Pflichtjahr für junge Frauen in Deutschland eingeführt.

Stichtag

15. Februar 1938 – Pflichtjahr für Mädchen und Frauen eingeführt

Der nationalsozialistische Mensch ist glücklich. So jedenfalls will es die Propaganda-Maschinerie von Joseph Goebbels, seit 1933 "Reichsminister für Volksaufklärung und Propaganda", allen Bürgern vermitteln. Schließlich soll sich beim Aufbau eines nationalsozialistischen Staats jeder Mann einbringen. "Wollen wir uns nicht freuen", heißt es in der NS-Propaganda, "dass wir Kraft in uns fühlen, dass unsere Aufgabe unendlich ist?"

Aber nicht nur Männer will Adolf Hitlers Staat gänzlich für sich vereinnahmen, sondern auch die Frauen: als Mütter zukünftiger Soldaten für die kriegerische Expansion, aber auch als billige und willige Arbeitskräfte. Dabei macht der Nationalsozialismus auch vor den Jugendlichen nicht Halt. "Ihren Pflichten und Aufgaben bewusst, sind sie glückliche Mädel unserer großen Zeit", heißt das im Jargon der Propaganda.

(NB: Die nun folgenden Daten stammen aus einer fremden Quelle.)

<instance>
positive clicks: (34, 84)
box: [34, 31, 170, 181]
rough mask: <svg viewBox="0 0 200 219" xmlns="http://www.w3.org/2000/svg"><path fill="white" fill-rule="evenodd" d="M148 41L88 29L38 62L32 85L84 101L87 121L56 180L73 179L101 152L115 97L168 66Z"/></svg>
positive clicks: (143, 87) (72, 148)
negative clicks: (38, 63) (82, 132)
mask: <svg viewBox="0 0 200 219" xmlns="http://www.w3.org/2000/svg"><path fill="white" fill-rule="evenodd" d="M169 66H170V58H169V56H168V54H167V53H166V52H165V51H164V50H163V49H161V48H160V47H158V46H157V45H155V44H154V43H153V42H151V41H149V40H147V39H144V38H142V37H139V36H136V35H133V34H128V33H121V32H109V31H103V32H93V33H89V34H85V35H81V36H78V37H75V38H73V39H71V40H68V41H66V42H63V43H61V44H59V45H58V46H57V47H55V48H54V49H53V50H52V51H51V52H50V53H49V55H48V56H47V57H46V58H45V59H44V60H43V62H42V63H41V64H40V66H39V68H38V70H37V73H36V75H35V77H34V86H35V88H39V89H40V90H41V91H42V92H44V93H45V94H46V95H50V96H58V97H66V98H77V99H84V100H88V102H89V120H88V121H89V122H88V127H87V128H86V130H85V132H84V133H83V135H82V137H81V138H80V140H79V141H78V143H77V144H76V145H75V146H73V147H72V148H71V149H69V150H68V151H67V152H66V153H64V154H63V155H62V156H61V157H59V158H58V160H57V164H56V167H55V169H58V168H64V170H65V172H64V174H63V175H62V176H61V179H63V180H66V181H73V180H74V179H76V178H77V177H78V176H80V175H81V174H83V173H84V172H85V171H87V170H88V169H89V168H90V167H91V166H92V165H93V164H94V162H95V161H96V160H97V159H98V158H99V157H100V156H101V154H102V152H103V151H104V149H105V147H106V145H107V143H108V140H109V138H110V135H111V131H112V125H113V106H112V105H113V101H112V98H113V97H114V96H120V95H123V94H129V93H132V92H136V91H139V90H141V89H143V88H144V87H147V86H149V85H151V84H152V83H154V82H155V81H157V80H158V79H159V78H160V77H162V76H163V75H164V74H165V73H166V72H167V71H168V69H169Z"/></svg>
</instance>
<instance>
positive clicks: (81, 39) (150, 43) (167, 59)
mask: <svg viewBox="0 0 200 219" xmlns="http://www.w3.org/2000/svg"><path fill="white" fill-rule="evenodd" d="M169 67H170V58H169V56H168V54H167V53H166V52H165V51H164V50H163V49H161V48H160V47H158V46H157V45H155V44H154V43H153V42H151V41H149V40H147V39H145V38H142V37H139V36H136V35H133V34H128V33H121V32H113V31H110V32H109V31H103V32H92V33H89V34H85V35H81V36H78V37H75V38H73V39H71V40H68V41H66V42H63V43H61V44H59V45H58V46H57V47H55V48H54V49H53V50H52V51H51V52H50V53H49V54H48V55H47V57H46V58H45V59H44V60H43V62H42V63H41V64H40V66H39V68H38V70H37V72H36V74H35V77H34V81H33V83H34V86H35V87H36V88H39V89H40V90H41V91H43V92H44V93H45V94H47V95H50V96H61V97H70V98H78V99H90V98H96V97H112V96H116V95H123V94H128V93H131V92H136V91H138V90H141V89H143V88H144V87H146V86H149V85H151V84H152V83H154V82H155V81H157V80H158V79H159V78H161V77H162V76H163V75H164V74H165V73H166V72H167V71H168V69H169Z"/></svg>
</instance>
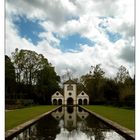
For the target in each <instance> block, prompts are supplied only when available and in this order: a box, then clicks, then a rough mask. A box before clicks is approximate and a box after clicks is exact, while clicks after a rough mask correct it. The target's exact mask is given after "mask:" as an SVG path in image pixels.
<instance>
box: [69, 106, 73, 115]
mask: <svg viewBox="0 0 140 140" xmlns="http://www.w3.org/2000/svg"><path fill="white" fill-rule="evenodd" d="M73 111H74V108H73V106H68V107H67V113H70V114H71V113H73Z"/></svg>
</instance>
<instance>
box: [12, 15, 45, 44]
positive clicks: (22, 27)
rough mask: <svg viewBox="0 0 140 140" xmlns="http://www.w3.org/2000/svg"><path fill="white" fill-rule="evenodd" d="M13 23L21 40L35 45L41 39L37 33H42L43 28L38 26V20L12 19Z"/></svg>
mask: <svg viewBox="0 0 140 140" xmlns="http://www.w3.org/2000/svg"><path fill="white" fill-rule="evenodd" d="M13 19H15V20H13V23H14V24H15V26H16V27H17V29H18V31H19V35H20V36H21V37H23V38H26V39H28V40H30V41H31V42H32V43H33V44H34V45H37V43H38V42H39V41H41V40H42V39H41V38H40V37H39V33H41V32H44V29H43V27H41V25H40V24H39V20H29V19H28V18H26V17H25V16H19V17H18V18H13Z"/></svg>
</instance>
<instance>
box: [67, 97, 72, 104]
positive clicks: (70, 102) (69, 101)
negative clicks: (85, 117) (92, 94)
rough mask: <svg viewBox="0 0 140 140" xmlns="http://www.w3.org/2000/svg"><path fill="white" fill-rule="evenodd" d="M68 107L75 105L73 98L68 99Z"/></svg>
mask: <svg viewBox="0 0 140 140" xmlns="http://www.w3.org/2000/svg"><path fill="white" fill-rule="evenodd" d="M67 105H73V99H72V98H71V97H69V98H68V99H67Z"/></svg>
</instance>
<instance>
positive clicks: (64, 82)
mask: <svg viewBox="0 0 140 140" xmlns="http://www.w3.org/2000/svg"><path fill="white" fill-rule="evenodd" d="M64 84H77V83H76V82H75V81H73V80H71V79H69V80H68V81H66V82H64Z"/></svg>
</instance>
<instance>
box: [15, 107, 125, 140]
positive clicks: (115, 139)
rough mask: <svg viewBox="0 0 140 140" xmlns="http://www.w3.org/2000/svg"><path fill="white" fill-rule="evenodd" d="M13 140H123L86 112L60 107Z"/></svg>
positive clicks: (74, 108)
mask: <svg viewBox="0 0 140 140" xmlns="http://www.w3.org/2000/svg"><path fill="white" fill-rule="evenodd" d="M13 140H125V138H123V137H122V136H120V135H119V134H118V133H116V132H115V131H114V130H112V129H111V128H109V127H108V126H107V125H105V124H104V123H102V122H101V121H99V120H98V119H97V118H96V117H94V116H92V115H91V114H89V113H88V112H87V111H84V110H83V109H81V108H79V107H76V106H74V107H73V106H69V107H66V106H64V107H61V108H59V109H57V110H56V111H54V112H52V113H51V114H50V115H48V116H46V117H43V118H42V119H40V120H39V121H38V122H37V123H36V124H34V125H32V126H31V127H29V128H28V129H26V130H25V131H23V132H22V133H21V134H19V135H18V136H16V137H15V138H13Z"/></svg>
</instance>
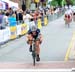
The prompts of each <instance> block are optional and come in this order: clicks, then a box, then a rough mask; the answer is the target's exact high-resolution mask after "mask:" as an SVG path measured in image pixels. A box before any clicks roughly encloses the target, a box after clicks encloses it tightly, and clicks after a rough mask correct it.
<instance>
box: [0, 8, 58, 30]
mask: <svg viewBox="0 0 75 72" xmlns="http://www.w3.org/2000/svg"><path fill="white" fill-rule="evenodd" d="M56 10H57V12H59V8H52V7H51V8H42V7H40V8H36V10H34V11H32V10H30V9H27V10H26V11H23V10H22V9H17V10H16V11H13V9H12V8H9V9H8V10H5V11H0V29H4V28H6V27H7V26H11V25H14V24H22V23H27V24H28V25H29V24H30V23H29V22H30V21H34V23H35V24H37V19H38V18H40V19H42V20H43V17H44V16H45V15H48V14H53V13H54V12H55V11H56Z"/></svg>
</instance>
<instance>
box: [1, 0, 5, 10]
mask: <svg viewBox="0 0 75 72" xmlns="http://www.w3.org/2000/svg"><path fill="white" fill-rule="evenodd" d="M0 9H1V10H5V9H6V5H5V3H4V2H2V1H0Z"/></svg>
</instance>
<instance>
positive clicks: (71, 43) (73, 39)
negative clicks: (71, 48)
mask: <svg viewBox="0 0 75 72" xmlns="http://www.w3.org/2000/svg"><path fill="white" fill-rule="evenodd" d="M74 40H75V32H73V36H72V39H71V42H70V45H69V47H68V50H67V53H66V56H65V61H68V59H69V55H70V51H71V48H72V47H73V44H74Z"/></svg>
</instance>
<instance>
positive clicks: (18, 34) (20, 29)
mask: <svg viewBox="0 0 75 72" xmlns="http://www.w3.org/2000/svg"><path fill="white" fill-rule="evenodd" d="M17 35H21V25H17Z"/></svg>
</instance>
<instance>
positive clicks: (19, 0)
mask: <svg viewBox="0 0 75 72" xmlns="http://www.w3.org/2000/svg"><path fill="white" fill-rule="evenodd" d="M11 1H13V2H16V3H18V4H19V7H20V8H22V3H23V2H24V3H25V5H26V8H29V7H30V3H31V0H11Z"/></svg>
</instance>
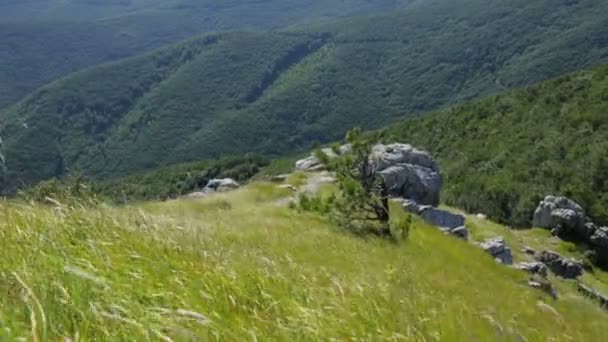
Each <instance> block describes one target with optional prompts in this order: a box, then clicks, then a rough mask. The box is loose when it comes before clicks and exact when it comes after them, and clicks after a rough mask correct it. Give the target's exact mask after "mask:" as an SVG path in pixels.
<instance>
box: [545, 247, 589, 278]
mask: <svg viewBox="0 0 608 342" xmlns="http://www.w3.org/2000/svg"><path fill="white" fill-rule="evenodd" d="M535 258H536V260H538V261H540V262H542V263H543V264H545V265H547V267H548V268H549V270H551V272H553V273H555V275H557V276H560V277H562V278H566V279H575V278H578V277H580V276H581V275H583V263H582V262H580V261H577V260H574V259H566V258H564V257H562V256H561V255H559V254H558V253H556V252H553V251H542V252H540V253H538V254H537V255H536V256H535Z"/></svg>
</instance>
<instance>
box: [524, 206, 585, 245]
mask: <svg viewBox="0 0 608 342" xmlns="http://www.w3.org/2000/svg"><path fill="white" fill-rule="evenodd" d="M586 221H587V216H586V215H585V211H584V210H583V208H582V207H581V206H580V205H579V204H578V203H576V202H574V201H572V200H571V199H569V198H566V197H555V196H547V197H545V199H544V200H543V201H542V202H540V203H539V205H538V207H537V208H536V210H535V211H534V218H533V220H532V224H533V225H534V227H539V228H547V229H551V230H553V231H554V235H556V236H559V237H564V236H569V235H570V236H584V235H586V228H585V224H586Z"/></svg>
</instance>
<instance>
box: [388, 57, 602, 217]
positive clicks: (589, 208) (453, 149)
mask: <svg viewBox="0 0 608 342" xmlns="http://www.w3.org/2000/svg"><path fill="white" fill-rule="evenodd" d="M607 114H608V66H601V67H598V68H596V69H594V70H591V71H582V72H578V73H574V74H572V75H567V76H563V77H560V78H557V79H555V80H551V81H547V82H545V83H541V84H539V85H535V86H531V87H527V88H524V89H520V90H515V91H512V92H509V93H506V94H502V95H498V96H494V97H490V98H488V99H484V100H481V101H477V102H471V103H467V104H463V105H459V106H456V107H453V108H450V109H446V110H444V111H441V112H437V113H434V114H430V115H427V116H424V117H422V118H417V119H413V120H407V121H404V122H402V123H399V124H396V125H394V126H391V127H389V128H387V129H386V130H385V131H384V134H385V137H386V139H387V140H389V141H393V140H398V141H407V142H410V143H412V144H415V145H417V146H420V147H422V148H425V149H428V150H429V151H431V152H432V153H433V154H435V155H436V156H437V157H438V158H439V161H440V164H441V168H442V170H443V172H444V175H445V178H446V179H445V180H446V186H445V187H444V193H443V200H445V201H446V202H447V203H449V204H452V205H456V206H458V207H461V208H463V209H466V210H468V211H470V212H483V213H485V214H488V215H490V216H491V217H493V218H495V219H498V220H500V221H501V222H504V223H508V224H511V225H514V226H524V227H525V226H529V225H530V224H531V220H532V213H533V211H534V209H535V208H536V206H537V205H538V202H539V201H540V200H541V199H542V198H544V197H545V196H546V195H550V194H554V195H566V196H569V197H571V198H573V199H574V200H576V201H578V202H579V203H580V204H581V205H583V207H585V208H586V209H587V211H588V214H590V215H591V216H592V217H593V218H594V219H596V220H598V222H601V223H602V224H608V181H607V180H608V133H607V132H608V116H607Z"/></svg>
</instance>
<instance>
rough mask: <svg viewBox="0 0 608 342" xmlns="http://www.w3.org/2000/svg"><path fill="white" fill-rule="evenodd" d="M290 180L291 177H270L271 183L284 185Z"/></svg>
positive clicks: (280, 175)
mask: <svg viewBox="0 0 608 342" xmlns="http://www.w3.org/2000/svg"><path fill="white" fill-rule="evenodd" d="M287 178H289V175H276V176H272V177H270V181H271V182H273V183H283V182H285V181H286V180H287Z"/></svg>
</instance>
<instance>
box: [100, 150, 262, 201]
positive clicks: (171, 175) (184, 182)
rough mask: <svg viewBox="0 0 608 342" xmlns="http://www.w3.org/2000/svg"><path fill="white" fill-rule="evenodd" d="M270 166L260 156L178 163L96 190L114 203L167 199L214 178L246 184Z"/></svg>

"Einen Soldaten freimachen"

Um keine einzige Volksgenossin beim Dienst fürs Vaterland zu verlieren, führen die Nationalsozialisten am 15. Februar 1938 das sogenannte Pflichtjahr für Mädchen und unverheiratete Frauen unter 25 Jahren ein. Zwölf Monate lang müssen sie für ein symbolisches Gehalt in einem landwirtschaftlichen Betrieb oder in einer kinderreichen Familie Dienst tun. Rund 300.000 "Pflichtjahrsmädel" sind jedes Jahr davon betroffen.

In einer groß angelegten Plakataktion macht der "Bund Deutscher Mädel" (BDM) dabei den jugendlichen Frauen klar: "Auch Du gehörst dem Führer!" Worum es dabei eigentlich geht, ist wohl auch den meisten Mädchen bewusst: Sie arbeite, sagt eine Betroffene in einer Rundfunkreportage vom Herbst 1942 ins Mikrofon, "um durch meinen Einsatz einen Soldaten für die Front freizumachen".

Dem Zwang entfliehen kann dabei niemand. Denn das Pflichtjahr wird in ein Arbeitsbuch eingetragen, das den lückenlosen Lebenslauf dokumentieren soll. Wer kein Pflichtjahr vorzuweisen hat, bekommt auch keinen Ausbildungs- oder Studienplatz.

Vom Bauernhof ans Flakgeschütz

Damit auch die Propaganda nicht zu kurz kommt, organisiert der BDM "Pflichtjahrestreffen", bei denen auch nationalsozialistisches Liedgut erklingt. Oftmals geht bei den betroffenen Frauen die Rechnung auf. "Bei den Wehrmachtshelferinnen zum Beispiel kann man sehen, dass viele aus dem Arbeitsdienst wegrekrutiert wurden", sagt die Historikerin Nicole Kramer. "Und wer in der NS-Frauenschaft war, ist meistens auch in den Reichsluftschutzdienst gegangen".

Am Ende des Zweiten Weltkriegs dann machen auch die "Pflichtjahrsmädel" keinen Soldaten für die Front mehr frei, sondern kommen selbst zum Einsatz: Im Dienst des "Endsiegs" werden sie als Flakhelferinnen eingesetzt.